5 Physical Health Considerations

It is also important to consider the potential for behavioural disturbance and aggression as a result of physical illnesses. As detailed previously, important examples include epilepsy, acute confusional state (delirium) and substance withdrawal or intoxication [26,27,28]. Close collaboration with primary health and physician services within prison are essential to screen for such disorders and treat where appropriate. Appropriate treatment of these underlying conditions can improve symptoms of aggression and violence without the need to resort to use of psychotropics.

Substance use disorders are highly problematic within prison populations, with the prevalence at the point of entry estimated to be between 10% and 48% for male prisoners and 30% and 60% for females [66]. Surprisingly, despite these high rates, many prisons do not have dedicated detoxification facilities or programmes [67]. There is strong evidence for the use of opioid-substitution programmes for the treatment of opioid dependence in prison [68], including reduction in mortality, incidence of blood-borne infections and recidivism following release. Moreover, use of substitution therapy results in fewer problematic behaviours, including violence and aggression [68]. Careful screening for symptoms of dependence and supervised administration can help reduce the diversion and over-prescription risks that have been previously discussed in the context of stimulant use. Moreover, for newly incarcerated individuals who are tobacco smokers, it is important to consider nicotine replacement therapy due to the potentially significant impact nicotine withdrawal may have on agitation or aggression [35].
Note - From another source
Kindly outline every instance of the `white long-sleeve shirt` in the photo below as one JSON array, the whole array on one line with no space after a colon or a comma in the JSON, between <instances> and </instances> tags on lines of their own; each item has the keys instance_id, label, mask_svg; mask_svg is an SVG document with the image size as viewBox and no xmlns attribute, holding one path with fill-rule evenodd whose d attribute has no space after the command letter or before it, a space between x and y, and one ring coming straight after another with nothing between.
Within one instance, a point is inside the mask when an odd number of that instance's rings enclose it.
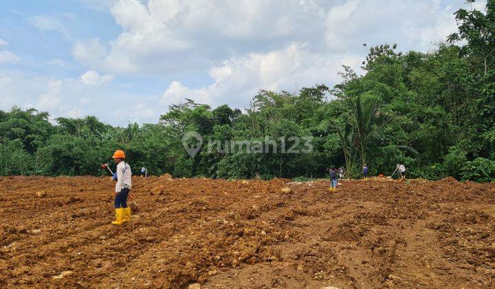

Another key consideration for the physical health of violent individuals is the requirements for ongoing monitoring for those prescribed psychotropic medication. Of particular concern is the metabolic syndrome associated with atypical antipsychotics [36]. Use of these medications on a regular basis requires close attention to be paid to parameters such as blood pressure, waist circumference, body-mass index and lipid profile. Medications such as clozapine and lithium require more detailed monitoring to prevent cardiac and renal toxicity, respectively, as well as monthly testing for agranulocytosis with clozapine. Regular general health check-ups are required for any patient in prison who is commenced on a psychotropic medication to control aggression and violence. Again, local guidelines should be consulted; however, at a minimum, this should occur at least 6-monthly.

6 Future Directions in Research

Plainly, dedicated research into the management of aggression and violence in prison populations is required to help clarify current knowledge and ensure applicability of recommendations. Many recommendations have been extrapolated from existing evidence developed in other settings that are fundamentally therapeutic in nature. At a local level, development of formal guidelines in each legal jurisdiction will be of great benefit in guiding practice for clinicians.

7 Conclusions

The provision of psychopharmacological intervention for violence and aggression is more complex in prison settings than in therapeutic environments. Clear assessment for the presence of major mental illness is crucial, with appropriate pharmacological interventions being targeted and time-limited. Optimisation of general psychiatric care may be an important preventer of aggressive behaviour. There are naturally differences across international borders, and the broad principle is to act according to the prevailing legislation in the relevant jurisdiction. However, in most jurisdictions, prisoners can only be treated on a voluntary basis whilst in the prison setting. It is therefore vital to establish both capacity to understand treatment and consent prior to use of medication. Acute violence and aggression secondary to psychiatric illness may necessitate transfer of a prisoner to an appropriate healthcare facility. Problematic behaviour alone should not be managed with pharmacotherapy, and clinicians must be mindful of protecting patient rights.